Image photographed by: @Carlosavilagonzalez.

Greetings from the Bay Area. We are now in our sixth week of sheltering in place. 

We are living in a new reality. The struggle to adjust to this very unfamiliar situation is tiring. We need to find ways to put our minds, hearts, and souls at ease. Even just for a few hours. We don’t understand the toll this is taking.
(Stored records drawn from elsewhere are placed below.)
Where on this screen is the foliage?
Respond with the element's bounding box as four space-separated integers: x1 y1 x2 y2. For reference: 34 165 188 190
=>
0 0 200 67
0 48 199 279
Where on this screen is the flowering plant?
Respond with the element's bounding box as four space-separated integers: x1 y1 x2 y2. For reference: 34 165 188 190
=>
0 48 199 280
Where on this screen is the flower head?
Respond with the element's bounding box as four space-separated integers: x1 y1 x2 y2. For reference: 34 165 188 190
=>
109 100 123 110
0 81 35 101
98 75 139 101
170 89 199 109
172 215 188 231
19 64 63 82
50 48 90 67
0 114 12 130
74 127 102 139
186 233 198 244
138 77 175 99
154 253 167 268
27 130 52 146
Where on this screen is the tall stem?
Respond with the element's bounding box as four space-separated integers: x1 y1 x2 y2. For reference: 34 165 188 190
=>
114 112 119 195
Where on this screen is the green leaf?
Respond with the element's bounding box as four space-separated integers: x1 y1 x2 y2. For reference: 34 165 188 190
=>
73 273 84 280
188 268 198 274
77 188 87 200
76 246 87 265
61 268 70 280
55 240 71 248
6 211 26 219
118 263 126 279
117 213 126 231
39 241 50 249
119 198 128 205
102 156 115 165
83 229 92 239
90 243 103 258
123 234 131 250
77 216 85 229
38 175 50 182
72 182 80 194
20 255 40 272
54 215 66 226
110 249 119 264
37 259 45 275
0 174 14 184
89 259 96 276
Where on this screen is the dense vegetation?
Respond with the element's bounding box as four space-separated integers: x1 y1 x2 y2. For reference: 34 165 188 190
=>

My husband flops down on the couch asking “Why am I so tired?” Why, indeed.

This new state of affairs is hard! I am finding it hard to fully ease up. I keep looking for a new article or a new point of view. I keep wanting things to be different. I feel as if I am in a horror movie where the adversary is invisible. The adversary will attack, will dig into my body, and perhaps kill me, but I don’t know when, where, or how. My unseen enemy is lurking. Even perhaps in the hugs I gratefully share with my son. This feeling of dread is exhausting.

We often don’t rest and restore ourselves because we don’t know how. I wonder if many of us are mildly depressed because we’re tired. We have to be alert. We can’t stop. We don’t value rest.

So how can we sink into savoring the moment? How can we disconnect from our screens and the news to fully connect to the Source of all Life? We each have ways to find our way back to ease and joy. We can ask – what is it for me to rest? How do I rest? What restores me? 

What do we know about restoring a sense of the sacred to our broken, crazy world? Perhaps a familiar ritual of lighting a candle, blessing the wine or breaking bread consciously – now only with our own household – will help us back into timeless peace.  

We can put our phones down. We can still create time out of time. What renewal can emerge after a few long deep breaths, a quiet neighborhood walk or a long look towards the sky – it’s still there. Can we stop and be deeply grateful? Can we notice this beautiful planet of ours, sky and trees, earth and bodies of water? Can we rest into the blessing that is still offered? We must slow down because this is a marathon, not a sprint. We must rest more deeply than ever. This will take practice. This feeling of unease and fear will probably last for far longer than we think.

May we be aware of the suffering of others, may we not forget those in need. Perhaps this extreme disruption will show us that we can change. We know we need to live very differently so that our planet can support us. Maybe this is the peculiar, unwanted gateway into that new reality.